When adhesive plaques were stained for proteins, rendered images defined with great clarity, the high-density protein skin covering a low-density proteinaceous reticulum (Fig. 1c,d, Supplementary Figs 1 and 2 and Supplementary Movie 1). High-magnification imaging of single embedded antennules, labelled specifically for primary amines, highlighted a void between the bulk protein core and bacterial growth on the true outer layer of the adhesive plaque, indicating a non-proteinaceous phase between the protein bulk and the ambient seawater (Fig. 2a–f, Supplementary Movies 2 and 3). It is noteworthy that were it not for the visualization of bacterial growth on the true outer layer, this non-proteinaceous phase of the cyprid permanent adhesive would have been missed entirely.
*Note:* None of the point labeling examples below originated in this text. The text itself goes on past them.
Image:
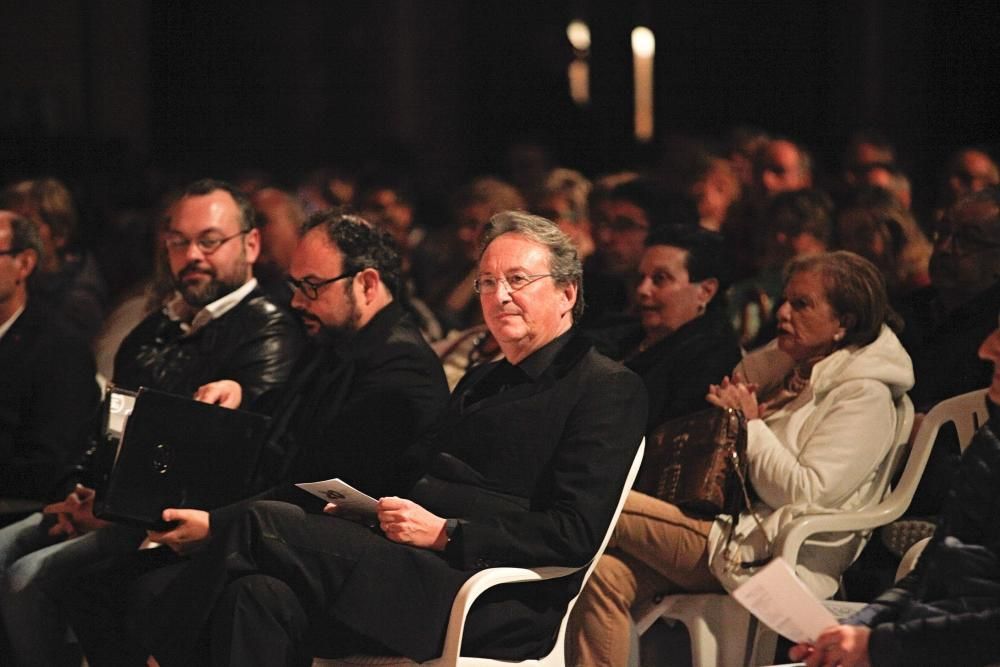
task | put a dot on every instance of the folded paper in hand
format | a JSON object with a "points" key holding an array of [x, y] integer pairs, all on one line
{"points": [[343, 495], [782, 602]]}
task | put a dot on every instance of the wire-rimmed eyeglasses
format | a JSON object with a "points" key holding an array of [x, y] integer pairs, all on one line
{"points": [[310, 288], [514, 282], [206, 244]]}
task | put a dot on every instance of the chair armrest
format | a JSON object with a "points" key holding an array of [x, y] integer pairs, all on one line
{"points": [[911, 557], [482, 581], [791, 537]]}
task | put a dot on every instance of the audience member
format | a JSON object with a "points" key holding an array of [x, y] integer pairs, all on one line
{"points": [[216, 325], [685, 342], [818, 436], [970, 170], [444, 268], [279, 218], [795, 224], [387, 203], [780, 166], [947, 610], [744, 142], [946, 321], [630, 210], [501, 489], [68, 278], [874, 224], [866, 150], [716, 189], [564, 200], [48, 397], [369, 387]]}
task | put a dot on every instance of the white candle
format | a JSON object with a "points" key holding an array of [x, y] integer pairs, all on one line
{"points": [[578, 34], [579, 81], [643, 49]]}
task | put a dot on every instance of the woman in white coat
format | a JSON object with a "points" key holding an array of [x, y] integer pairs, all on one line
{"points": [[820, 403]]}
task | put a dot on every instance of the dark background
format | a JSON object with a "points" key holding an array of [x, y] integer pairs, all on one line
{"points": [[109, 94]]}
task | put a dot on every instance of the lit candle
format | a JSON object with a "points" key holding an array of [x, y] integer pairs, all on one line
{"points": [[579, 81], [643, 48], [579, 71]]}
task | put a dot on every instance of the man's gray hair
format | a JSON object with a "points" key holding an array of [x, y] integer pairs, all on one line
{"points": [[564, 262], [24, 235]]}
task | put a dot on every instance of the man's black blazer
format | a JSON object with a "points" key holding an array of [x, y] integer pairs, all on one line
{"points": [[562, 446], [48, 403]]}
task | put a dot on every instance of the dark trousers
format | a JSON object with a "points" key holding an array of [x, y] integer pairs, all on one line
{"points": [[274, 587]]}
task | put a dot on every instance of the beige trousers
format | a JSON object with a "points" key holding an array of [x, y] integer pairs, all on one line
{"points": [[655, 550]]}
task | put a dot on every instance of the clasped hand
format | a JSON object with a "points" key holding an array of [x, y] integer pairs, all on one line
{"points": [[843, 645], [737, 394], [227, 393], [75, 514], [191, 530], [406, 522]]}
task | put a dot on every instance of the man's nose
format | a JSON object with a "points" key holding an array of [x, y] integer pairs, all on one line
{"points": [[643, 286], [193, 252]]}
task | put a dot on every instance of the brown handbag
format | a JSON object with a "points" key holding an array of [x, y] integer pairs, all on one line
{"points": [[698, 463]]}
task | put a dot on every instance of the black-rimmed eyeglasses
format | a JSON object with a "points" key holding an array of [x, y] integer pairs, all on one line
{"points": [[310, 288], [206, 244], [514, 282]]}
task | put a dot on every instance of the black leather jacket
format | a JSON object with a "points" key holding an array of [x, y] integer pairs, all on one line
{"points": [[255, 343], [947, 611]]}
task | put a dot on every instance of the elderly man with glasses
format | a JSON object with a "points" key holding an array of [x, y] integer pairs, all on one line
{"points": [[525, 469], [946, 321], [367, 387], [48, 395], [217, 324]]}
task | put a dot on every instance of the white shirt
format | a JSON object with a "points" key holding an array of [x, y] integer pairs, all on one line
{"points": [[175, 308], [5, 327]]}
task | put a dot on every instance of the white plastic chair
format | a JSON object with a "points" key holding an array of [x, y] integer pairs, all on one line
{"points": [[723, 633], [486, 579]]}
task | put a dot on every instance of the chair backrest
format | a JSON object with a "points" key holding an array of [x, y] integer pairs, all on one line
{"points": [[897, 458], [966, 411], [629, 481]]}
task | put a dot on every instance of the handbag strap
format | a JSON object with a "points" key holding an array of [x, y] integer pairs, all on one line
{"points": [[756, 517]]}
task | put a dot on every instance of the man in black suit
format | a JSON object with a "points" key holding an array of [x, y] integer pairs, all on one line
{"points": [[368, 387], [49, 395], [525, 470]]}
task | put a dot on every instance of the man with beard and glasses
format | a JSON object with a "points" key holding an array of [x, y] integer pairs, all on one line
{"points": [[945, 323], [368, 387], [216, 325]]}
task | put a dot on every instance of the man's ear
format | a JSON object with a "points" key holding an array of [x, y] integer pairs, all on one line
{"points": [[570, 294], [27, 260], [370, 280], [252, 245], [708, 288]]}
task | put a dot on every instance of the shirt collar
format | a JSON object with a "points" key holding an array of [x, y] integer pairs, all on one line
{"points": [[5, 327], [177, 310], [538, 361]]}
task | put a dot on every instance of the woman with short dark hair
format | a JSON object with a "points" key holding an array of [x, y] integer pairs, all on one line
{"points": [[821, 408]]}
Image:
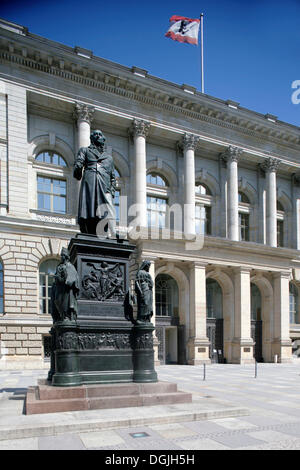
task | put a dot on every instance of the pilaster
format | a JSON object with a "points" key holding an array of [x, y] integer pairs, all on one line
{"points": [[198, 343], [281, 344], [242, 343], [231, 156]]}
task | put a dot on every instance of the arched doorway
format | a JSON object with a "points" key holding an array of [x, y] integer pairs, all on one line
{"points": [[170, 333], [214, 320], [256, 322]]}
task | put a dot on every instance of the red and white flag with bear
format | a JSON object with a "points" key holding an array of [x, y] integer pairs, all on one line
{"points": [[184, 29]]}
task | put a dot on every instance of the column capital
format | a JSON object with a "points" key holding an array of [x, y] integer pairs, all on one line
{"points": [[84, 112], [139, 127], [296, 179], [271, 164], [189, 141], [231, 154]]}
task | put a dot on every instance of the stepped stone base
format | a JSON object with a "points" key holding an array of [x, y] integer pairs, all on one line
{"points": [[45, 398]]}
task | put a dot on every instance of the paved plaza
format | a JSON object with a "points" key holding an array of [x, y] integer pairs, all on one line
{"points": [[269, 417]]}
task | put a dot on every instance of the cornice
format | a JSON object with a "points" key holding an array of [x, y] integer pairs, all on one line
{"points": [[143, 91]]}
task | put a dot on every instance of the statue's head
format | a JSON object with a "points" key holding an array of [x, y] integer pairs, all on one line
{"points": [[64, 254], [145, 265], [98, 138]]}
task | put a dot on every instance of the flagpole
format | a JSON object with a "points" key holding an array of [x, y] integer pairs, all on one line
{"points": [[202, 62]]}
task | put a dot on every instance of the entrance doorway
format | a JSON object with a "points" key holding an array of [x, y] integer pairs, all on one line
{"points": [[169, 332], [214, 320], [256, 323]]}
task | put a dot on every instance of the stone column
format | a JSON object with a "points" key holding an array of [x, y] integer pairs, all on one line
{"points": [[139, 131], [198, 343], [231, 157], [242, 344], [84, 116], [155, 339], [270, 166], [281, 344], [296, 211], [189, 143]]}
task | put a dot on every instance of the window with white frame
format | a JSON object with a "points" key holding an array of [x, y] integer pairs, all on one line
{"points": [[280, 224], [46, 279], [244, 216], [117, 194], [203, 203], [293, 297], [157, 200], [52, 176]]}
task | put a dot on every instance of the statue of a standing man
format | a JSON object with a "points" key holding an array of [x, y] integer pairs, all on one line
{"points": [[144, 293], [98, 185]]}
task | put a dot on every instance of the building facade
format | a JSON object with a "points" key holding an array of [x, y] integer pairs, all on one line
{"points": [[216, 188]]}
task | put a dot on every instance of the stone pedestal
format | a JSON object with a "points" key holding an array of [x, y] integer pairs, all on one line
{"points": [[101, 346], [45, 398], [143, 354]]}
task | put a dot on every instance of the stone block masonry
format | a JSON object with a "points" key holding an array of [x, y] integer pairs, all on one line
{"points": [[22, 327]]}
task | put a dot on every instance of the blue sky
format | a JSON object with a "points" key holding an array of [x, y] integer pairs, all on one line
{"points": [[251, 48]]}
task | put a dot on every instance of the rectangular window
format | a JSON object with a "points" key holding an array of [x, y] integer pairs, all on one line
{"points": [[117, 204], [46, 282], [279, 232], [156, 211], [51, 194], [244, 226], [203, 219]]}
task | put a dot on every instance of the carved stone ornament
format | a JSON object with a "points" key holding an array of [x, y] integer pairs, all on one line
{"points": [[231, 154], [103, 281], [94, 341], [190, 141], [144, 341], [140, 128], [83, 112], [270, 164]]}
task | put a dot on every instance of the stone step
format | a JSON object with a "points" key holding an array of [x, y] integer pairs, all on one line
{"points": [[48, 392], [49, 399]]}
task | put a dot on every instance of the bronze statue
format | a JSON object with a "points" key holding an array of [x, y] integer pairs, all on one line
{"points": [[144, 293], [64, 290], [98, 186]]}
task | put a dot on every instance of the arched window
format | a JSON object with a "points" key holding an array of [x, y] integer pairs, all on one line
{"points": [[166, 296], [156, 179], [202, 189], [293, 303], [157, 200], [52, 173], [117, 194], [280, 224], [203, 204], [51, 158], [255, 302], [244, 216], [46, 272], [214, 304], [1, 288]]}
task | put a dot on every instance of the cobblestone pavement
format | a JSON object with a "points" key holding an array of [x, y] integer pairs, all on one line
{"points": [[272, 399]]}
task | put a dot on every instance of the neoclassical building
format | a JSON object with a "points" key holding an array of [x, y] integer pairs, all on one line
{"points": [[216, 187]]}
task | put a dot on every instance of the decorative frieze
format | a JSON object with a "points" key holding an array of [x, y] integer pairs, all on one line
{"points": [[84, 112], [140, 128], [270, 164], [190, 141], [231, 154]]}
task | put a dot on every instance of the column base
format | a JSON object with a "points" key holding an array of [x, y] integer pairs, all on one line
{"points": [[242, 351], [198, 351], [283, 350]]}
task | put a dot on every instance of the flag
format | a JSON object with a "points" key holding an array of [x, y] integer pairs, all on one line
{"points": [[183, 29]]}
Figure 2e,f and Supplementary Movie 3 show only the outer phase of the plaque and the bacteria accumulated on it. Simultaneous labelling with various fluorescent probes specific to phosphoproteins and lipids indicated clearly the presence of a lipidaceous outer phase (Fig. 2g–l, Supplementary Figs 3 and 4 and Supplementary Movies 4–7) and allowed detailed analysis of the respective phases of the adhesive plaque. The total volume of the lipid phase was considerably less than that of the protein phase, as evidenced by the difference in fluorescence intensities between lipid and protein-labelled adhesive plaques. The former formed only a thin outer layer around the proteinaceous core (Fig. 2g–i).

### BCARS imaging of the cyprid adhesive plaques

Label-free BCARS chemical imaging of the adhesive plaques also showed a marked difference between spectra from these lipidaceous and inner proteinaceous phases. From the BCARS analysis, it was clear that one unique phase encircled the other from the interface through to the top of the plaque (Fig. 2m–o and Supplementary Fig. 5). The thin outer layer possessed higher lipid content than other regions analysed, retaining a constantly higher ratio of CH2:CH3 at the 2,875:2,930 cm−1 bands, but with a substantial decrease from the phenylalanine and amide I/II protein-specific vibrational modes at 1,006, 1,668 and 1,560 cm−1, respectively21,22,23 (Fig. 2o). The ratio between the CH2 and protein-specific vibrational modes, or lipid:protein ratio, is indicative of local concentrations of the two species in biological systems24,25. The thin layer surrounding the bulk material was, therefore, unambiguously lipid-containing. In contrast, the central bulk of the adhesive contained a much higher concentration of protein-specific chemical moieties than that of even the surrounding tissue (for example, antennules and adhesive disc) of the cyprid.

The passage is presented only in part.